Show that if $X$ is compact and $x$ is the only point of accumulation of the sequence ${x_n}$ then $x_n$ converges to $x$.

Question

Show that if $X$ is compact and $x$ is the only point of accumulation of the sequence $\{x_n\}$ then $x_n$ converges to $x$.

How could I prove it, I know that for the convergence to be fulfilled I have to prove it by the definition of convergence, but since I use the hypothesis of being the only limit point.
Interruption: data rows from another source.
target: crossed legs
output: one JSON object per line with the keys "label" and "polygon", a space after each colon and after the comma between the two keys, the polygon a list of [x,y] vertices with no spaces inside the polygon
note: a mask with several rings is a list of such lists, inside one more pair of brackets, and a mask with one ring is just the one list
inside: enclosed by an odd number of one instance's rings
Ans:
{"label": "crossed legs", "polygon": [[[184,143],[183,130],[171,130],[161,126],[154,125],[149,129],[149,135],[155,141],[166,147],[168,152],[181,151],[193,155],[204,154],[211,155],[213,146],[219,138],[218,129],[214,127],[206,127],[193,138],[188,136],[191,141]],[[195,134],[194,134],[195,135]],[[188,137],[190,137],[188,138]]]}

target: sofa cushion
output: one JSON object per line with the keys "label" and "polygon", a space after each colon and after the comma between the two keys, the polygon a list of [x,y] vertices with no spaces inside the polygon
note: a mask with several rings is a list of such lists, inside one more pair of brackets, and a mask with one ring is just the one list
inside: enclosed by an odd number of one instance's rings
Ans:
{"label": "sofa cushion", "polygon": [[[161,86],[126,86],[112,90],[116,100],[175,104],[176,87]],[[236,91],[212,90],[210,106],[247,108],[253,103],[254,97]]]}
Pd: Disculpen la traducción, mi inglés no es muy fluido.

Answer 1

HINT: Show that if $U$ is any open nbhd of $x$, there are only finitely many $n\in\Bbb N$ such that $x_n\notin U$. To do this, suppose that there are infinitely many $n\in\Bbb N$ such that $x_n\notin U$. There are two possibilities:

• There is some $y\in X\setminus U$ such that $\{n\in\Bbb N:x_n=y\}$ is infinite. Why is this impossible?
• $\{x_n:x_n\notin U\}$ is infinite. Then $\{x_n:x_n\notin U\}$ is an infinite closed set with no accumulation point (why?); is this possible in a compact space?

Answer 2

Suppose $(x_n)$ does not converge to $x$, then there is some open set $O$ containing $x$, such that $X\setminus O$ is infinite, i.e. $M:=\{n: x_n \notin O\}$ is an infinite set. If $A:=\{x_n: n \in M\}$ is finite, then some $p \notin O$ occurs infinitely many times, and we have a new accumulation point of $(x_n)$, a contradiction. So $A$ is infinite and thus has an $\omega$-accumulation point in the compact subset $X\setminus O$ and again we have a new (not $x$) accumulation point of $(x_n)_n$. So we always get a contradiction and $x_n \to x$ after all.

Answer 3

If $x_n$ doesn't converge to $x$, then there's an open set $U$ such that $x \in U$ and infinitely many elements of $x_n$ fall outside of $U$. But $X \setminus U$ is compact, so that means $\{ x_n \} \cap (X \setminus U)$ has an accumulation point as well (If $E$ is an infinite subset of a compact set $K$, then $E$ has a limit point in $K$), contradicting the hypothesis that $x$ was the only accumulation point.